The Austin Chronicle

https://www.austinchronicle.com/music/2002-02-22/84730/

A Beat Apart

By Ken Lieck, February 22, 2002, Music

"I've always felt that blues, rock & roll, and country are just about a beat apart." Thus reads the introductory quote on www.waylon.com, the Web site for a good ol' boy who was so well known he didn't even need to use his full name in the URL. Littlefield, Texas, native Waylon Jennings, who passed away Feb. 13, was indeed a beat apart in many ways. There couldn't have been much more than a heartbeat between yes and no in the decision he made to give up his plane seat to J.P. Richardson on Feb. 3, 1959. As a result, Jennings outlived the Big Bopper -- and Buddy Holly and Richie Valens, for that matter -- by over 43 years.

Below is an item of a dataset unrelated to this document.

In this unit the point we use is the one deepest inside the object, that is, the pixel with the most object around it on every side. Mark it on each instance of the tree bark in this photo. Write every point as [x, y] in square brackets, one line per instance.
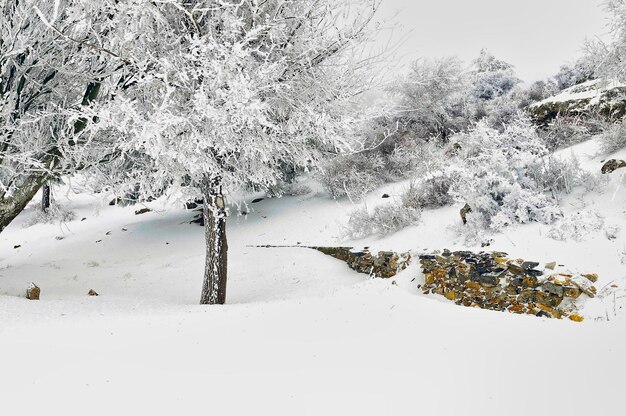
[45, 197]
[11, 206]
[214, 286]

Born in 1937, Jennings lived to see Buddy Holly's Lubbock rock sound influence the Beatles into changing the world of pop music forever. He saw to it that some much-needed pocket money got put in the hands of Texas musicians and songwriters like Billy Joe Shaver. He made it to not only his own 60th birthday, but also to pal Willie Nelson's in 1993, where his surprise appearance and duet with the birthday boy on "Mamas, Don't Let Your Babies Grow Up to Be Cowboys" at the formerly Drag-bound Antone's was one of the big moments of the evening. He saw Willie, Kris Kristofferson, and the boys make music and movies, and he even had a hand in that silly ol' Dukes of Hazzard. He lived to see country music go through infinite permutations, all the while staying atop the heap. He even lived to hobble onstage at Waterloo Park last March 31 for a final local gig (austinchronicle.com/issues/dispatch/2001-04-06/music_live3.html ). And finally, amazingly enough for the boy who sat and cried that day over the news that his friends and bandmates had died in that horrible plane wreck, he made it all the way to the 21st century, where his name was on a Web site even as his music still played over truckstop speakers. A beat apart indeed.